Jake gave Taylor the gift of producing a CD for his last birthday, complete with a crack band of musicians (Mark Erelli, Zack Hickman, Greg Liszt). This is Taylor’s first solo CD project, after 28 years with and as co-founder of Northern Lights, and the past eight years with the Bluegrass Gospel Project - which he continues to perform with regularly.
Jake's New CD
About his newest CD, Jake offers, “This is organic music. It’s a bunch of guys playing their instruments and singing, and getting taped while they’re doing it. There’s no pitch correction, no chemicals, no nothing.” Armerding and his “bunch of guys” – Boston musical heavies Zack Hickman, Mark Erelli, Billy Beard, Richard Gates, Kevin Barry and Taylor Armerding – holed up in a studio in North Reading just before Christmas, got completely snowed in, and made some beautiful, raucous, lasting music. Armerding confides, “For years I’ve been trying to get away from love songs – everybody writes them, they’re the easiest to write, all that stuff. But then I fell in love and got married, so it wasn’t really an option.” Erelli, a longtime friend and colleague who contributed guitar and vocal tracks to the project, commented, “It’s pretty amazing to listen to a whole record of love songs and not hear any of the usual love song clichés.” |
It was the early 1980s when local bluegrasser Taylor Armerding started his 5-year-old son, Jake, on Suzuki violin. Twenty-six years later, Jake returned the favor by assembling Boston’s best bluegrass musicians to help his dad record his first solo album. And the two of them will celebrate simultaneous album releases when the Jake and Taylor Armerding band takes the stage. Jake is releasing his fourth album of originals titled HER, a collection of love songs that may have something to do with the fact that he got married last fall. Taylor’s album, his first solo project, HEAD THAT WAY, is a retrospective of his more than 30 years on the local and national scene. Besides Jake on fiddle and vocals, Taylor’s CD features Zack Hickman on bass, Mark Erelli on guitar and vocals, Lincoln Meyers on guitar, Greg Liszt on banjo and his youngest son, Jesse Armerding, on drums. The special double-CD release concert will deliver the fusion of bluegrass, blues, folk, pop, classical and rock that has come to be known as Americana. Together, the Armerdings deliver harmonic vocal blend that is so clean, so tight, so smooth that it is difficult to tell who is singing what. It’s as if they’re related.

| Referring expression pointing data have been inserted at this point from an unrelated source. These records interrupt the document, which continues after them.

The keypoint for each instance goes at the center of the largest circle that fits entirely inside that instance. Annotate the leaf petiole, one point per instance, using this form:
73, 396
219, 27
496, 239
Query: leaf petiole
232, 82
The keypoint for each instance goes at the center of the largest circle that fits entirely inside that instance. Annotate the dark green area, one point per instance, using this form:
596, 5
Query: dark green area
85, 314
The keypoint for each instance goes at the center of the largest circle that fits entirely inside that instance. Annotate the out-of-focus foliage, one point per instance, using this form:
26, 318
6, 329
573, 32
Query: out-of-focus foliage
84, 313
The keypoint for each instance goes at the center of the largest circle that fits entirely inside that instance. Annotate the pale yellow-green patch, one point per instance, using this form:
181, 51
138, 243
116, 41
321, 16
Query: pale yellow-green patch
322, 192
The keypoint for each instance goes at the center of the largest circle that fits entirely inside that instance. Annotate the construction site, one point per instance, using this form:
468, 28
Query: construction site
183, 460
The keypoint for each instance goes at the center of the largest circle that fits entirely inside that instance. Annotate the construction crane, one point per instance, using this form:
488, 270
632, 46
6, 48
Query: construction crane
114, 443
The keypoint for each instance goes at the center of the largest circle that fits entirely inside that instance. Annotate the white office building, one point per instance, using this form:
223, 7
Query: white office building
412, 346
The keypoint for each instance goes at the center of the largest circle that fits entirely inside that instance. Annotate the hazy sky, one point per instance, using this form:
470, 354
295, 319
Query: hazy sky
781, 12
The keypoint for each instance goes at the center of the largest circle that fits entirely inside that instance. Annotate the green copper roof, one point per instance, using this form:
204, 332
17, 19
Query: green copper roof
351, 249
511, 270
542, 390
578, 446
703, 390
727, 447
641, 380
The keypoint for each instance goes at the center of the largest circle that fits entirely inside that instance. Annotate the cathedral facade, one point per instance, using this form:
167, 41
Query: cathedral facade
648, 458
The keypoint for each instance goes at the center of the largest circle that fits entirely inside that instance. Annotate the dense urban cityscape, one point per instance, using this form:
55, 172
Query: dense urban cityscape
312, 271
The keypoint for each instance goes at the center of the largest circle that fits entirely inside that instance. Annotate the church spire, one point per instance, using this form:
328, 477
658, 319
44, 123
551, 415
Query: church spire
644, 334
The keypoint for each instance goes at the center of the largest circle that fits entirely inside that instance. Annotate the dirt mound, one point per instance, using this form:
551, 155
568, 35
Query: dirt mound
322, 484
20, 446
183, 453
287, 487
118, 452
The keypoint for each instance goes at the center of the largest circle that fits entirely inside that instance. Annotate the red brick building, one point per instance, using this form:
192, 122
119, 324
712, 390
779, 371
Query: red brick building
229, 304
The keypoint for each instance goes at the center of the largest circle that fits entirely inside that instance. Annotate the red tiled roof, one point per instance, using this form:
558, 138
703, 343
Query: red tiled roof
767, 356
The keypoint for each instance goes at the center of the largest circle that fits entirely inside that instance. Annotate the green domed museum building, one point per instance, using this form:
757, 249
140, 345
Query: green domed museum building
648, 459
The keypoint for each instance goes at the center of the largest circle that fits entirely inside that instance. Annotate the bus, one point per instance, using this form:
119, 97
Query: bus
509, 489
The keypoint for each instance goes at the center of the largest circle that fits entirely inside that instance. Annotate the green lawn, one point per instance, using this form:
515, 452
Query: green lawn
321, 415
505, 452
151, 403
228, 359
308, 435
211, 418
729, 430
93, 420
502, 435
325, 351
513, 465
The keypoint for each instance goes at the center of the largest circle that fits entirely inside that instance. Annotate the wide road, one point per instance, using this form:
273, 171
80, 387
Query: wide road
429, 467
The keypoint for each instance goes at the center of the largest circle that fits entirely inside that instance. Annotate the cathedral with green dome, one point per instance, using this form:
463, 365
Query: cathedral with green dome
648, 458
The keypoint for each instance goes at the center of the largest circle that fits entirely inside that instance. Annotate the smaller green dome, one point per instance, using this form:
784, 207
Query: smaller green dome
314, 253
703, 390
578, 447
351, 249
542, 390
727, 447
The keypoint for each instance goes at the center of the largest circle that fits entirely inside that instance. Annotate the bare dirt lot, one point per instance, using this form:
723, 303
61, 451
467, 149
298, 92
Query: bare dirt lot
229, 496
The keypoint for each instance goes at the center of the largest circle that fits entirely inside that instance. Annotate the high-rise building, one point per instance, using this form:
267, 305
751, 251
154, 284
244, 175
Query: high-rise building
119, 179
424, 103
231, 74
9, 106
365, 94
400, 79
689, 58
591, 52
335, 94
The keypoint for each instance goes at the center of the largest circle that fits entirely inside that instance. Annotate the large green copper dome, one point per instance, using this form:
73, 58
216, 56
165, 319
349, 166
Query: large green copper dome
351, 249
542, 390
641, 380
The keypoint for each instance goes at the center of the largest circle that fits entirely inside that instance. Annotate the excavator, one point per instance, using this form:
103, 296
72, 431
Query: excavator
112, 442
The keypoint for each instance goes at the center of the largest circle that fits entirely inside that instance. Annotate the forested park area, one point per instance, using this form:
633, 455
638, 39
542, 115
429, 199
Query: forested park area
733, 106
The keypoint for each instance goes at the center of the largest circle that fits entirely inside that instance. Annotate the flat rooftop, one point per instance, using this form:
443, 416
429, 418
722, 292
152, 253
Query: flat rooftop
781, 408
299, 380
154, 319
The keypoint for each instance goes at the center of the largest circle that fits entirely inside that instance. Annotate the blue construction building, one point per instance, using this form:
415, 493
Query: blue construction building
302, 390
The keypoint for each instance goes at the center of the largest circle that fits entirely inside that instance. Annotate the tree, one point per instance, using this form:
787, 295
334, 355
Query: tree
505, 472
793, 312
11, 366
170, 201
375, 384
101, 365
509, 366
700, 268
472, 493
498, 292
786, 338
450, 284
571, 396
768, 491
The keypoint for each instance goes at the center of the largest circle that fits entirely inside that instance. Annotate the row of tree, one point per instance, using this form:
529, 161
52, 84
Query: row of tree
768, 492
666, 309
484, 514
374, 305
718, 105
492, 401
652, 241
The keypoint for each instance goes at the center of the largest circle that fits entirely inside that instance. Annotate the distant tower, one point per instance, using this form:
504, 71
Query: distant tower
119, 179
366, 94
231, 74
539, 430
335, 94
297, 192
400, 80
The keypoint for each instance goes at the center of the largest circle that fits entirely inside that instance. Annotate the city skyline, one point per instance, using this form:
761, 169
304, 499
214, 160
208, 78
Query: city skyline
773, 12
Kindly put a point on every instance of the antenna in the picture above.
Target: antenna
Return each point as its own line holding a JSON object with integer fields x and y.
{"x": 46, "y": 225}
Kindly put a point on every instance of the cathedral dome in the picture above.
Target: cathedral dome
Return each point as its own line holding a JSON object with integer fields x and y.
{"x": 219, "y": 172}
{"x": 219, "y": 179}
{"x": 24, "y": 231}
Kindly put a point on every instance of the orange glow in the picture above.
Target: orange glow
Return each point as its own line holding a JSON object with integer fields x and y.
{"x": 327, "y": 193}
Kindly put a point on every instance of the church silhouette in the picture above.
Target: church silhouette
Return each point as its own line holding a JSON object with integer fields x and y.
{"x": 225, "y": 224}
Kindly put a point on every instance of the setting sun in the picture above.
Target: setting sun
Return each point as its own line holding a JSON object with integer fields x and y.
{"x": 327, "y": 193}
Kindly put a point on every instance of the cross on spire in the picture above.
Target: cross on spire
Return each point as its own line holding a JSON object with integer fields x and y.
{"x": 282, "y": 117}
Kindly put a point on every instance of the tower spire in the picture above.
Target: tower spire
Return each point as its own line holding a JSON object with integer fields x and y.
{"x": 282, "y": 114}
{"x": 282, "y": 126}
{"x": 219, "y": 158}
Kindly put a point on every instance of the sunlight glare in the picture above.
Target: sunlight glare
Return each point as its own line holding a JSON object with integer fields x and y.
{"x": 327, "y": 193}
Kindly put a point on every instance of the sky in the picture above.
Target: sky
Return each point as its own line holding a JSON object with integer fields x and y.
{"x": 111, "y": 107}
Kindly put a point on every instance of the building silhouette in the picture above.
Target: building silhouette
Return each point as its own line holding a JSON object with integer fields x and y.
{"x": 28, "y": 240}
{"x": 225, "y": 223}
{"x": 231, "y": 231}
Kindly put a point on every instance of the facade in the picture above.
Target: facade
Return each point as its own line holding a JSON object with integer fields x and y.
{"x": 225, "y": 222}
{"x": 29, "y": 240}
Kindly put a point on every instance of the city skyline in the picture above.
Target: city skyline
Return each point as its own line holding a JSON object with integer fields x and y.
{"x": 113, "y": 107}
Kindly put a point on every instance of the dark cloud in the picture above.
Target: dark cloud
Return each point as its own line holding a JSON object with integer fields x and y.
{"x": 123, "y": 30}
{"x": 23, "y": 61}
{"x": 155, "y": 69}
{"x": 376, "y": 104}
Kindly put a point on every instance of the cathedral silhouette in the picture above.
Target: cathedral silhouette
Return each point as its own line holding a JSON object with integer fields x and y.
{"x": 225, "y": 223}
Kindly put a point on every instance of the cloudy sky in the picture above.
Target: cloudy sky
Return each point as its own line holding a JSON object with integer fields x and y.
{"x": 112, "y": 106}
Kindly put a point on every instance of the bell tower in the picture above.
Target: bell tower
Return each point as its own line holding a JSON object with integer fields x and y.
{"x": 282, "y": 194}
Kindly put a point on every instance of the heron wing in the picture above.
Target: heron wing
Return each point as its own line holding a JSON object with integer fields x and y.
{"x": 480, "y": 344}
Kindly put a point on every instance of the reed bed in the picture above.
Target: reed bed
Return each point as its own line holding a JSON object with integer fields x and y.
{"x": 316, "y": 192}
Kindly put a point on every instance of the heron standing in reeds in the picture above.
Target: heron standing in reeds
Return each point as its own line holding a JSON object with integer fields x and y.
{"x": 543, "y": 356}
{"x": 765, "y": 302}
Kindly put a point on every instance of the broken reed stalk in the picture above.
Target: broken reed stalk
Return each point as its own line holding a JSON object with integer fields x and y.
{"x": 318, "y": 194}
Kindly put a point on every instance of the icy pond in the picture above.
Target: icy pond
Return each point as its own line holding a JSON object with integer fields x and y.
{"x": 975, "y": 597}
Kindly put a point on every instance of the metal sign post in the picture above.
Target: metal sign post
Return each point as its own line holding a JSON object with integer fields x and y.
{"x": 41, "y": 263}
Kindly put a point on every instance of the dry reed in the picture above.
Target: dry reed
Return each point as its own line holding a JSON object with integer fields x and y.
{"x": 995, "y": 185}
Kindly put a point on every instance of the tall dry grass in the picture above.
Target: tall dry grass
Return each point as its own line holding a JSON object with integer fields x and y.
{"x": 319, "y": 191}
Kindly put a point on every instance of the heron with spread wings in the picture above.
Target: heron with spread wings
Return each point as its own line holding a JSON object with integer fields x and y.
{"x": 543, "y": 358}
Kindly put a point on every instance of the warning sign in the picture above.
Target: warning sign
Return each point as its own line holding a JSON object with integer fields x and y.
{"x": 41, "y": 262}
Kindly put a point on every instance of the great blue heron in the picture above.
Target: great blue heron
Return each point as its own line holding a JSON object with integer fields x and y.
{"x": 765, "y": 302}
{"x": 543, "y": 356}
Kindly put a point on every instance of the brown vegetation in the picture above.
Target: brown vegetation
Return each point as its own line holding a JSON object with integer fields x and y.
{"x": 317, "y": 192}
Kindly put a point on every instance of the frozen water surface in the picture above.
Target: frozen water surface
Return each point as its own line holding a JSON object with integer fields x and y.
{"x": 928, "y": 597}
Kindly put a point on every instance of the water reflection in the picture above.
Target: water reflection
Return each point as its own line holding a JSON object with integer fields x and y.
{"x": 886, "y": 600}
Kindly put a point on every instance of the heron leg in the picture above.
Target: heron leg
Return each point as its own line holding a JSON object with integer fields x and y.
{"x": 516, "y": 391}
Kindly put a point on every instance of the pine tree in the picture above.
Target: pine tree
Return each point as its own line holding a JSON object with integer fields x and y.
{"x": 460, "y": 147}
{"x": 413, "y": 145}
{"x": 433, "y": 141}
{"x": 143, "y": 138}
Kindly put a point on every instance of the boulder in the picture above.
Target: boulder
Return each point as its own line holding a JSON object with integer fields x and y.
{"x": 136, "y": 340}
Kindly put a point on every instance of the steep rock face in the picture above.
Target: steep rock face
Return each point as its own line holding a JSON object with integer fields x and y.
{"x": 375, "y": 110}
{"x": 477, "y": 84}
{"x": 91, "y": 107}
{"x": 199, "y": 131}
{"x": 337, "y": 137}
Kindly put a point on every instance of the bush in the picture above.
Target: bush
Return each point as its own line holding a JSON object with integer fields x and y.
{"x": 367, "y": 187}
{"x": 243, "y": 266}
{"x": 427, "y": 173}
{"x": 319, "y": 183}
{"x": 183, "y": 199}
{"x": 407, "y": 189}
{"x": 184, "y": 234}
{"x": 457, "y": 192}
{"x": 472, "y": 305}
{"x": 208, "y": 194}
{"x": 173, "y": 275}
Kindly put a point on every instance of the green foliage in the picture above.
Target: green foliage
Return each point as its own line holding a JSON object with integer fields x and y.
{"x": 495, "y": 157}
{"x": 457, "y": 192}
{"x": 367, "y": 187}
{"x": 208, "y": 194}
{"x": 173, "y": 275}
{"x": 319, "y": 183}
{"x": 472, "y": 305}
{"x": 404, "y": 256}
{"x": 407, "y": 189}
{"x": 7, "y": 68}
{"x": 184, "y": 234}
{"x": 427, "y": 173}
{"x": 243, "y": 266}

Taylor Armerding was a co-founder in 1975 of New England’s most prominent progressive bluegrass band, Northern Lights. He spent 28 years as the band's front man, mandolin player, lead singer and chief songwriter. During those years, the band recorded nine albums and toured nationally and internationally, playing occasionally with the late fiddle legend Vassar Clements, bluegrass star Peter Rowan and folk legend Jonathan Edwards. Since 2001 Taylor has fronted the Vermont-based Bluegrass Gospel Project, plays occasionally with Jake and in 2008 joined the Jonathan Edwards trio on mandolin and vocals. He also plays mandolin, sings and dresses up more than usual to play with two Zack Hickman projects – Barnstar and the House of Ill Repute.
Jake Armerding studied classical violin into high school and absorbed bluegrass just by being around the house. At 13, he joined Northern Lights on fiddle and recorded three albums with the band during his high school and college years. He soon turned his attention to songwriting, and recorded his first CD, Caged Bird, while at Wheaton College (IL). In 2003, Nashville independent label Compass released Jake Armerding, a collection of folk-pop songs written over a year living in Music City. “A master at bending boundaries” marveled the Boston Globe, while the Washington Post called Armerding's instrumental skills “remarkable.” After more than 500 performances, from Anchorage to London and Miami to Bangor, Armerding returned to Nashville to record Walking on the World. “His real achievement has been to bend the boundaries of the genre -- to break the conventions that define country music,” wrote the Boston Globe (March 2007).